Just a few years ago, property owners on the shorelines of the Great Lakes took measures to protect their property from high water levels. Many people installed sandbags, usually at significant cost. The sandbags were often permitted under Part 353, Sand Dunes Protection and Management, or Part 325, Great Lakes Submerged Lands, of Michigan’s Natural Resources and Environmental Protection Act. The Michigan Department of Environment, Great Lakes, and Energy (EGLE) is now requiring the removal of those sandbags, including issuing some property owners a Notice of Violation (NOV) if they have not yet removed the sandbags.
EGLE’s actions in requiring the removal of sandbags has drawn criticism from many property owners. One obvious concern is that the removal of the sandbags may cause more damage to dunes and the environment than simply leaving them in place.

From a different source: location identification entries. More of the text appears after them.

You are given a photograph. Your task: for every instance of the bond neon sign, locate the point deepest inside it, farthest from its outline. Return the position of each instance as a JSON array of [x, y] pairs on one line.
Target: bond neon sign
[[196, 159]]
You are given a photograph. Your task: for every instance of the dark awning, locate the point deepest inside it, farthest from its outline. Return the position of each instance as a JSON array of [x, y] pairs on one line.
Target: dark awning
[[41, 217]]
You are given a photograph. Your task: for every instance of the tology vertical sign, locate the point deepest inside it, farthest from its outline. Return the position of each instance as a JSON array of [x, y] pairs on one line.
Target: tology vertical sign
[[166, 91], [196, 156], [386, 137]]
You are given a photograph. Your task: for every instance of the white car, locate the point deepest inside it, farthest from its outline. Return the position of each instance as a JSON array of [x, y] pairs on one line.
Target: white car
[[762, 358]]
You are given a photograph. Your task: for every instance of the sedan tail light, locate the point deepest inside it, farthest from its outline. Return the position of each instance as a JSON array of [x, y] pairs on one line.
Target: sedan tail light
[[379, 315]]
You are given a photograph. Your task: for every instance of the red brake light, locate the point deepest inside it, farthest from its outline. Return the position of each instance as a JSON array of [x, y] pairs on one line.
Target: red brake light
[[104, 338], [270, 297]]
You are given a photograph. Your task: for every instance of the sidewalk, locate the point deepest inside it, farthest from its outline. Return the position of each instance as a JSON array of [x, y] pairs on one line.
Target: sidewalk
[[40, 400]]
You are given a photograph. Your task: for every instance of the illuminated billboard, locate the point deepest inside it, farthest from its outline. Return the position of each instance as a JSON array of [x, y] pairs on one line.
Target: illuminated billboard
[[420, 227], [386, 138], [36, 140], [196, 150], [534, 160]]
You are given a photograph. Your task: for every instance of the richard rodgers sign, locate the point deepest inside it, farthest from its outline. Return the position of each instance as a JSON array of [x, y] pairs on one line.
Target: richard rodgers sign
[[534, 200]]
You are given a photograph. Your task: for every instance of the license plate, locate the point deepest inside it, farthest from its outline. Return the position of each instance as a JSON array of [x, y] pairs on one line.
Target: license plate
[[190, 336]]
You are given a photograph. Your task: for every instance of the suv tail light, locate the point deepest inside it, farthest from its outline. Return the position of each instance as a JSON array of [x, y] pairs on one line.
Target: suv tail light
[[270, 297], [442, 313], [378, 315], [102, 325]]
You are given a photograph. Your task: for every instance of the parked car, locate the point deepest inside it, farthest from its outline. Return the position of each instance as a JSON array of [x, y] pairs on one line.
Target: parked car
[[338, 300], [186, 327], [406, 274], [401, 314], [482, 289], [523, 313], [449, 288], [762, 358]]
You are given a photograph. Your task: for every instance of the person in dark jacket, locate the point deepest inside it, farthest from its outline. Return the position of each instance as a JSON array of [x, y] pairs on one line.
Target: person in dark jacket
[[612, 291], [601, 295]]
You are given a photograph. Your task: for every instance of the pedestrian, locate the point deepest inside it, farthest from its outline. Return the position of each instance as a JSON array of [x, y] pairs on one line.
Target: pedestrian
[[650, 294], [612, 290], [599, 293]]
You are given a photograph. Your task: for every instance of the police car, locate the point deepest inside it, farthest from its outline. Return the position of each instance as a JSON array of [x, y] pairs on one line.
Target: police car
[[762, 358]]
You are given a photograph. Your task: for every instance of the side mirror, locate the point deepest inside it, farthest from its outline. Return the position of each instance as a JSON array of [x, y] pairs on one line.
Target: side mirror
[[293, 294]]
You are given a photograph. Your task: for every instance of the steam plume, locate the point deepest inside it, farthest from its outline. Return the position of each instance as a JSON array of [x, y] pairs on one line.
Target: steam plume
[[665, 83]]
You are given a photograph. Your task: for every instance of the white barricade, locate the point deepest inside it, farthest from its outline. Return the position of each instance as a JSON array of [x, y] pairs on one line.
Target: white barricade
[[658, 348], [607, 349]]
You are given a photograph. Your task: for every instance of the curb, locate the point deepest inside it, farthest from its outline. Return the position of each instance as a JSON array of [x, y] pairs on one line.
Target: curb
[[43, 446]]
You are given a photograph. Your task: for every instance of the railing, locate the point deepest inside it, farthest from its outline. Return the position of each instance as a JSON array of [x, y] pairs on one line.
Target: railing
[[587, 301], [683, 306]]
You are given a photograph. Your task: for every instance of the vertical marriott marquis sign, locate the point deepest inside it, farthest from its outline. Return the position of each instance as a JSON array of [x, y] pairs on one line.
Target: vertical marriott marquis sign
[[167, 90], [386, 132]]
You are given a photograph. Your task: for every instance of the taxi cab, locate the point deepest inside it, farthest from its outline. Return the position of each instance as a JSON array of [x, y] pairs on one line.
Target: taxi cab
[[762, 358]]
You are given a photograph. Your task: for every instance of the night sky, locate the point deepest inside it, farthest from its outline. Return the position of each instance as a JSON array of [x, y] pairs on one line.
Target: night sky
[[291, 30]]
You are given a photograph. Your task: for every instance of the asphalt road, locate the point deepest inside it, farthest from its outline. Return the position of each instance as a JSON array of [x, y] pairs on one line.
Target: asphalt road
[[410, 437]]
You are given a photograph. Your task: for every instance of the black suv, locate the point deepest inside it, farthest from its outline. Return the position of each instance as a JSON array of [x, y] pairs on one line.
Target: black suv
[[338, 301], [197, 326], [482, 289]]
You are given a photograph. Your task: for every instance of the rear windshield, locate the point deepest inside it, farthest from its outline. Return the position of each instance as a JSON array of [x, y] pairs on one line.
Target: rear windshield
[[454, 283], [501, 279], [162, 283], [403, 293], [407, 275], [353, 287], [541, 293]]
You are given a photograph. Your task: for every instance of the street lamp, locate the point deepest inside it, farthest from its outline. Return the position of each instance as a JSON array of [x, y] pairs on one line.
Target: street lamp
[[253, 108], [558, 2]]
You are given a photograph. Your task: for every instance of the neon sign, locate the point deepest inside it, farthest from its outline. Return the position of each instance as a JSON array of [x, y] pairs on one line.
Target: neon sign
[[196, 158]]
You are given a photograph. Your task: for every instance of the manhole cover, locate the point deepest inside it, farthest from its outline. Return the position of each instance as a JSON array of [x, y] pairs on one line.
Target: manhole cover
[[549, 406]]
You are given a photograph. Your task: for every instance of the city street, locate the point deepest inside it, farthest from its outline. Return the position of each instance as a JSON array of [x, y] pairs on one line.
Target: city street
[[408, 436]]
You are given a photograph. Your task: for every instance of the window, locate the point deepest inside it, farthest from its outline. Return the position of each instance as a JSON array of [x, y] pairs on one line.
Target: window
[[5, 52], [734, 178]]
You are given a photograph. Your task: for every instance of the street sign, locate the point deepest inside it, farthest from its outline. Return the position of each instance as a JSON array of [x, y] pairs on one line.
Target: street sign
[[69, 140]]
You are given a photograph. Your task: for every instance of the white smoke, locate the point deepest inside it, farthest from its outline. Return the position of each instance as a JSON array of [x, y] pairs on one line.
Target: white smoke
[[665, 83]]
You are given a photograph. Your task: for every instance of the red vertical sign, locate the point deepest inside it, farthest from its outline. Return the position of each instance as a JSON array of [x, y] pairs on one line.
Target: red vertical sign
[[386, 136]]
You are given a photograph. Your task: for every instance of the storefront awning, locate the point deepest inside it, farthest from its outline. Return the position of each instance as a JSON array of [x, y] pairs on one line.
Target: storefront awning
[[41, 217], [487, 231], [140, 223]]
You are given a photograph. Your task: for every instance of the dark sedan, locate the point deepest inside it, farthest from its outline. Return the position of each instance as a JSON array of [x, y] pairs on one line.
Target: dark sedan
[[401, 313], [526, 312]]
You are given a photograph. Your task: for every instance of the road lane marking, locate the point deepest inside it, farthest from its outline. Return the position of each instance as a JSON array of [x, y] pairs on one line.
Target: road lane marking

Some property owners question the feasibility of removing sandbags, especially those that have been buried by sand or that have sunk below the surface. In some situations, structures (such as steps) have been built over sandbags. Others have concerns that water levels may rise again or that the sandbags are still actively protecting their property from eroding due to the unique geographic features of their property.
What makes the situation particularly ironic (and bothersome) for some property owners is that they did not want the sandbags in the first place. Some property owners sought permits for structures such as sea walls that would have permanently protected their property, even though such structures are far more expensive than sandbags. But EGLE denied some of those requests and instead told the property owners to install the purportedly less intrusive sandbags. Now EGLE is requiring the removal of the very solution it preferred, even though removal will certainly require disruption to the dunes while property owners with sea walls are allowed to keep their structures.